# Track polarity



## Mike(^RacerX^) (Mar 15, 2003)

Hey all.....

Haven't posted much,but I stll read this board every day.I didn't do a whole lot with my track the last few months as I was taking advantage of the nice hot summer we had here in SE NY state.

I'm getting back to doing some work on the track again in the next week or so and will pick up where I left off,which was with putting together some driver stations.

I'm thinking about some of those electronic Parma controllers that everyone has been talking about on the HO DL for the last week or so.But I see that when using these,track polarity is an issue.

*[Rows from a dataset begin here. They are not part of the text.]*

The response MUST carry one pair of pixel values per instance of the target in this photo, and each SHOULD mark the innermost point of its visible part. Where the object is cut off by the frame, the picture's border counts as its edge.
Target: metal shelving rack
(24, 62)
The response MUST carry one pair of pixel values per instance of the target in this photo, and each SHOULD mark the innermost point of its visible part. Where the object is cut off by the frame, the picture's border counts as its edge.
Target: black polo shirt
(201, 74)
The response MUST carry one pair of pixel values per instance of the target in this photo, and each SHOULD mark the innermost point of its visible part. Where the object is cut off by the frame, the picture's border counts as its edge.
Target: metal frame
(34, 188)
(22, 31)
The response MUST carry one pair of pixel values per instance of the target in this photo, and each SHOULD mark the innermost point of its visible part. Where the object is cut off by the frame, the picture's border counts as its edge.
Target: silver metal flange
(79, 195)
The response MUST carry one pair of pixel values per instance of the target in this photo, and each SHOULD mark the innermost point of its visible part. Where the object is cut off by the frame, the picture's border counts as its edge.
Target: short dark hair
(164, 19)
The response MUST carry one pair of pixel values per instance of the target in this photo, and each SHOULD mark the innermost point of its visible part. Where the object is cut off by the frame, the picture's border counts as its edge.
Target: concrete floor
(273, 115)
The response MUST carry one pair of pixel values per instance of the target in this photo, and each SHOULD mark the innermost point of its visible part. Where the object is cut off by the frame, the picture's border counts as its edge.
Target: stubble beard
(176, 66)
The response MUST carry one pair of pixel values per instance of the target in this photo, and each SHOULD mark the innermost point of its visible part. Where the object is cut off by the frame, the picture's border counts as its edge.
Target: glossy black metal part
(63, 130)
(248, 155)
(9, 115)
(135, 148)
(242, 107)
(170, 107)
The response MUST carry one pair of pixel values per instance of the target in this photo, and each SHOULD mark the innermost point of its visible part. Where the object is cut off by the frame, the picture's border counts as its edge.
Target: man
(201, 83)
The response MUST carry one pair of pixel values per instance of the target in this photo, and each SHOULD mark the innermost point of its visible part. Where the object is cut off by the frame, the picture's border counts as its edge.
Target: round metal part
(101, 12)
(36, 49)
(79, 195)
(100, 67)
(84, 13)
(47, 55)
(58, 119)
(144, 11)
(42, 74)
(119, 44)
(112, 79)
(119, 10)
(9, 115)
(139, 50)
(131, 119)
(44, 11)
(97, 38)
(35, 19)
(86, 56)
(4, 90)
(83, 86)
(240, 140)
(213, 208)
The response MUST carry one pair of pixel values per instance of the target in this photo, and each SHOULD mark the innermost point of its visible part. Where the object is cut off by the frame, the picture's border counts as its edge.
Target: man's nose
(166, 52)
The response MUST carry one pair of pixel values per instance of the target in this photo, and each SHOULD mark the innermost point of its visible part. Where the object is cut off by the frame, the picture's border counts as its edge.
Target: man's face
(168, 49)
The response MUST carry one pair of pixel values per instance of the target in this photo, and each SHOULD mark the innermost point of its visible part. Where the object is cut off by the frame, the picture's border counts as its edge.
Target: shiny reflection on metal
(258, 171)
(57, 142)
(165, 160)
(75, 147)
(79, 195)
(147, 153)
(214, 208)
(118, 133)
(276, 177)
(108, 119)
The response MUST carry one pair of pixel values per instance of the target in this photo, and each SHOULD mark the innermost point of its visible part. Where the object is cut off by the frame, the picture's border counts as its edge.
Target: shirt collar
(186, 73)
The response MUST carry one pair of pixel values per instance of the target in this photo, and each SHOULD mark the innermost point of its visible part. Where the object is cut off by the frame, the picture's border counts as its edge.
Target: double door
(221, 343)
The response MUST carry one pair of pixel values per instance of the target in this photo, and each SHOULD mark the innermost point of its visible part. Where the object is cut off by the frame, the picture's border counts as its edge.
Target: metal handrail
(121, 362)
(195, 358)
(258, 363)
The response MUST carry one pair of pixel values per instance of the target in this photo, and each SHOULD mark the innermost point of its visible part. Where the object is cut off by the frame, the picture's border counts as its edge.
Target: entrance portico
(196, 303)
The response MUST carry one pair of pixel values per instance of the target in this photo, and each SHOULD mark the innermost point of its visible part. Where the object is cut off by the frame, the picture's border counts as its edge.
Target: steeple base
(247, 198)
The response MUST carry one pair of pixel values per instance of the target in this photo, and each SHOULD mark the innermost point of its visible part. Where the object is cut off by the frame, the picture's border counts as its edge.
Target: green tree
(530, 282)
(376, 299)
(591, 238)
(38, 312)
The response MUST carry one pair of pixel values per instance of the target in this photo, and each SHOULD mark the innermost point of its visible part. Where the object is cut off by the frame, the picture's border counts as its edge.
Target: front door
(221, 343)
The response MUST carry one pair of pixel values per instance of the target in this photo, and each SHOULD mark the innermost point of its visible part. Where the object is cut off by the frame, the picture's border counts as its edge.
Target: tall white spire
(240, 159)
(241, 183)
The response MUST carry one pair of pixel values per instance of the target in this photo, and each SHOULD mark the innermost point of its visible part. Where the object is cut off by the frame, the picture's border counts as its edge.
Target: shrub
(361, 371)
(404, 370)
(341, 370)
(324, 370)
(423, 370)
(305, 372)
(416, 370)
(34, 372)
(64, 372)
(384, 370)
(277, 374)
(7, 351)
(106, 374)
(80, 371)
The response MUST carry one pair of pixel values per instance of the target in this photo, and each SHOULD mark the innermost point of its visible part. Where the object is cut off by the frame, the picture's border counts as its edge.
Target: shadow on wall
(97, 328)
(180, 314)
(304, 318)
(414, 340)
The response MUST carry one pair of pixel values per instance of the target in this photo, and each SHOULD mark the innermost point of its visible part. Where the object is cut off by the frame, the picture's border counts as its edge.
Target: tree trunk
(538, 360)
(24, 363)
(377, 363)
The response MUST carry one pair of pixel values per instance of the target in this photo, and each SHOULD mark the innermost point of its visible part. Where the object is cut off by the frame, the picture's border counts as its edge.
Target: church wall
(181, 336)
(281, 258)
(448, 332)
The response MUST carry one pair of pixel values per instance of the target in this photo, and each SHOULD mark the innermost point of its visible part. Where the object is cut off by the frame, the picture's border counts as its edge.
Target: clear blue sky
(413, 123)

At the moment,I am using 3 wall warts chained together for every two lanes.The question is,how do I go about determining the + side from the - side???

Mike


----------



## Rawafx (Jul 20, 1999)

If you have a volt meter(you can pick up cheap ones at Radio Shack and I think Sears has them, too......I bought a really nice one on sale there last year.) just set the meter to DC volts and touch one wire to each of the meter's leads. If you get a "normal" volt reading then the red probe is on the positive wire; if you get a "negative" reading then the black probe is on the postive wire.

Bob Weichbrodt
"Rawafx"
A and H Hobbies
W-S/Clemmons, NC


----------



## AfxToo (Aug 29, 2003)

-----


----------



## hartracerman (Jan 9, 2005)

What does the chained wallworts do for you?


----------



## AfxToo (Aug 29, 2003)

-----


----------



## Slott V (Feb 3, 2005)

Something important to remember with using electronic controllers and home tracks:

The controller must always have the correct polarity coming into it. If you have lane reversing switches in your track, they must be AFTER the power to the guns. There were some great wiring schematics by a guy named "Fergy" for reversing switches and brakes but I lost the bookmarks to his stuff.


----------



## Mike(^RacerX^) (Mar 15, 2003)

Thanks for the tips guys.I needed to get a multi meter anyways.

Slot V:I think I know which article you are referring to.Thanks for the reminder.

Mike


----------